Let's scrape this [table](https://en.wikipedia.org/wiki/List_of_freedom_indices) from wikipedia, which is informing of several country indices:


In [None]:
# install.packages("rvest")
library(rvest)

# Specify the URL of the Wikipedia page
url <- "https://en.wikipedia.org/wiki/List_of_freedom_indices"

# Read the HTML content of the page
page <- read_html(url)

# Extract all tables from the page
freedomDFs <- html_table(page, fill = TRUE)

# To see how many tables were found:
length(freedomDFs)

**rvest::html_table()** returned 5 dataframes.

Let's keep the _second_ one:

In [None]:

freedom=freedomDFs[[2]]
head(freedom)

For this tutorial, we will only keep some columns:

In [None]:
freedom=freedom[,c(1,4,6,8)]
head(freedom)

## I. Formating Text

### I.1 Column names

Formatting column deals with *case*, and *simplicity* of the names.

First, get **cleaner** columns:

In [None]:
# clean columns

# bye \\[.+\\]: brackets and contents
# bye \\d{4}: numbers of 4 digits
names(freedom)=trimws(gsub('\\[.+\\]|\\d{4}','',names(freedom)))
names(freedom)

The columns are almost clean.
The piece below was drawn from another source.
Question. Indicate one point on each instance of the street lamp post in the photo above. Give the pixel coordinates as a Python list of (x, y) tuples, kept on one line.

Notice I have not replaced the spaces. In general, cleaning includes getting rid of spaces, but we will **need** the spaces to explore some formatting options.

Option 1: **drop/replace spaces, format case**

We decide the case, and replace the spaces:

In [None]:
tolower(gsub('\\s','_',names(freedom)))

In [None]:
toupper(gsub('\\s','_',names(freedom)))

Option 2: **Acronyms**

This might be a good idea, but you need to inform the meaning of the column names clearly in the documentation.

In [None]:
abbreviate(names(freedom)[-1],minlength=1,named = F)

option 3: **Some shorter text**

This may not be easy, you can simply do it manually, but in this case I found a way to do it via coding:

In [None]:
tolower(gsub('Index|Freedom|of|\\s','',names(freedom)))

Let's keep the last one (option 3).

In [None]:
names(freedom)=tolower(gsub('Index|Freedom|of|\\s','',names(freedom)))
head(freedom)

### I.2 Identifier column

The identifier colum is generally a string. We have one column that identifies the rows.

The column should be clean by now:

In [None]:
# not totally clean...
freedom$country[grep('[^A-Za-z\\s]',freedom$country,perl = T)]


You may need to clean those symbols as we did on the ***Cleaning*** session. Let's skip that, and format the identifier as upper case (you could use other option from above):

In [None]:
freedom$country=toupper(freedom$country)
head(freedom)

It is recommended you have or lower or upper case only. This will be useful later during the merging stage.